I don't know if this is the right section to ask questions but here I go!

Is this Paph. dividable? It is now in a 4" pot and it's beginning to outgrow it. Roots fits perfectly in that pot but the foliage is spilling out.


----------



## NYEric (May 21, 2014)

Why divide it? the best plants are usually specimen. Put it in a bigger pot.


----------



## iwillard (May 21, 2014)

I keep putting into bigger pot and still no flowers or buds. I thought perhaps it is gotten so crowded,it has lost the ability to bud. 
Roots looks very good,all new growth tips everywhere so,what ails this elderly lady? 

Do have to whisper sweet nothings to get it to bloom?


----------



## abax (May 21, 2014)

I have one in an 8" pot and growing out of it and it's never bloomed or even
shown any interest in budding. Sweet nothings haven't worked, rude
language isn't working. It's a lovely, healthy plant so I don't know what
ails it. If you figure out something, let me know please. Perhaps we have
the only two non-blooming Conestogas in the world.


----------



## John M (May 22, 2014)

Isn't that a bud sheath in the growth that is just to the right of centre?


----------



## iwillard (May 22, 2014)

No John,I wish they were. It's like hair,it's growing more leaves instead of sheath. When older leaves dies off,roots starts growing out in their place. 

I have another one similar "Randschild lace",I bought when the flowers were bashed a bit after a show. That one is trying to die,as soon as I say (die,see if I care) it starts putting out new leaves galore. but no sheath as of yet.


----------



## NYEric (May 22, 2014)

They are infamous for not blooming. That's probably why you see big multigrowth plants for sale.


----------



## naoki (May 22, 2014)

A good candidate of gibberelin treatment? Gibberellic acid (GA3) is fairly easy to get hold of.


----------



## PaphMadMan (May 22, 2014)

Like many brachy x multi crosses, Conestoga (concolor x phil) can be reluctant to bloom. The only advantage to dividing it (certainly big enough) would be to experiment with different conditions on the 2 halves and see if you can trigger flowering. But if it was my plant I'd decrease nitrogen fertilizer, increase light, and maybe scare it with some summer heat and cold/dry winter (nothing too extreme) over the next year. Then if it doesn't bloom by fall next year I'd divide it, maybe trade a piece, and get creative.

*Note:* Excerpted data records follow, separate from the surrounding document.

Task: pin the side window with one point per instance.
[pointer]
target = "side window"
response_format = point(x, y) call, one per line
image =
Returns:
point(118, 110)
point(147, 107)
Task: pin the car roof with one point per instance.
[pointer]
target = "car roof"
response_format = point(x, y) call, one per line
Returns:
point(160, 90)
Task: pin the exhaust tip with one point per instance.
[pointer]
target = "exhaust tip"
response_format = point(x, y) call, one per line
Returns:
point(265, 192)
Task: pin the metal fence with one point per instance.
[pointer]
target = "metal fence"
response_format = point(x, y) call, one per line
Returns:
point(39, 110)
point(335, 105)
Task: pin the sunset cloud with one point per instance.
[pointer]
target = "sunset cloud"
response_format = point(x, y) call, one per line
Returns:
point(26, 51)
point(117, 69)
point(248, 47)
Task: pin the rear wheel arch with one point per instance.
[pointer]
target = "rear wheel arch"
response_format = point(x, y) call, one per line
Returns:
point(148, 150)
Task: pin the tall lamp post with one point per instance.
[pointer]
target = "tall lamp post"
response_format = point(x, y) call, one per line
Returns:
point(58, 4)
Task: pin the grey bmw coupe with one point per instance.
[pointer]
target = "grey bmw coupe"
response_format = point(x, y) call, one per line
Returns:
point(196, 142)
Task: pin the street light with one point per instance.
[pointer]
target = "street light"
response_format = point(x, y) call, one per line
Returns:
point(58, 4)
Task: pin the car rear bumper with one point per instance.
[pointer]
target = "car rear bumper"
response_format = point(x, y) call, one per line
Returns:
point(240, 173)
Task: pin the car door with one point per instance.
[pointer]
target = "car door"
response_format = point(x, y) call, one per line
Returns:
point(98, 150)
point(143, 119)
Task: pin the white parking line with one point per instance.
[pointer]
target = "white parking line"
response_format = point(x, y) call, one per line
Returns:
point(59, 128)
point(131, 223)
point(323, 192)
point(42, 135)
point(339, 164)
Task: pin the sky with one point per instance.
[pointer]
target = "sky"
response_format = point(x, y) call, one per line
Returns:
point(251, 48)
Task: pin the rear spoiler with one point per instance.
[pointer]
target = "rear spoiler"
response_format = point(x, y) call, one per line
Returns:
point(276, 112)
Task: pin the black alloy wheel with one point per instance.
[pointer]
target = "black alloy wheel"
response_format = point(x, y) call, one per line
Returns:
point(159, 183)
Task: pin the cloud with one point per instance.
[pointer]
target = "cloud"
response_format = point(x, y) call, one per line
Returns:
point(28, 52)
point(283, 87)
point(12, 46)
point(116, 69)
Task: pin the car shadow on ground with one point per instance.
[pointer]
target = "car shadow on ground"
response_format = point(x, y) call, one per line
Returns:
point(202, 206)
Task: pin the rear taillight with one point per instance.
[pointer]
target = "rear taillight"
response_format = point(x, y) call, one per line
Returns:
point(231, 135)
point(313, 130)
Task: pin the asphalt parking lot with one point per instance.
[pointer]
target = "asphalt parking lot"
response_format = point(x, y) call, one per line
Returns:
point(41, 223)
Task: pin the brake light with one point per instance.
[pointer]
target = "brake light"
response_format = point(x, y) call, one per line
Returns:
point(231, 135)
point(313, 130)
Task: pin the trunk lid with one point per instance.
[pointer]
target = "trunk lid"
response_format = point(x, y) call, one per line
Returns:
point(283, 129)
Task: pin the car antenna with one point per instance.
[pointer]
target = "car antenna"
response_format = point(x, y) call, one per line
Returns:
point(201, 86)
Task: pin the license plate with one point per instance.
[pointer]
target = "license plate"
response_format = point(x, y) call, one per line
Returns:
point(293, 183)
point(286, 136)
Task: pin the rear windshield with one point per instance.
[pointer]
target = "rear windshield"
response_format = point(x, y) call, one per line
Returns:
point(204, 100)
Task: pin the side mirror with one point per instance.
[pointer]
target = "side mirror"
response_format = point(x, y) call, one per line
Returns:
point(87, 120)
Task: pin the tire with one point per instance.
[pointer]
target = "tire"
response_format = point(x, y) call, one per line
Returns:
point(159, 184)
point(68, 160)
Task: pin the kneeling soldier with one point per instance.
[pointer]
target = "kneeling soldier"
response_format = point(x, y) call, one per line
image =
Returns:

Or I could give it a good home if you're ready to kick it too the curb.


----------



## iwillard (May 22, 2014)

naoki,

Found it on Amazon,I will ordered it and see if it gives me "a" flower next year,if not,I will kick it over to paphmadman's door and hope he can do paph magic with it.


----------



## SlipperFan (May 22, 2014)

From my own experience, I think it has to be multi-multiple growth plant to bloom. I wouldn't divide it.


----------



## abax (May 23, 2014)

Kirk, if my monster doesn't bloom by next season, I'll kick it your way or
at least a very large division to see what you can do with it. Conestoga is
beginning to piss me off!


----------



## naoki (May 23, 2014)

iwillard said:


> naoki,
> 
> Found it on Amazon,I will ordered it and see if it gives me "a" flower next year,if not,I will kick it over to paphmadman's door and hope he can do paph magic with it.



Cool, let us know how it goes. Here is the post talking about this.

They sprayed/drenched 25ml of 866ppm of GA3 (3278.2mg of GA3 in 1 gallon of water or 866mg of GA3 in 1 liter or water). So it might be a good starting point.


----------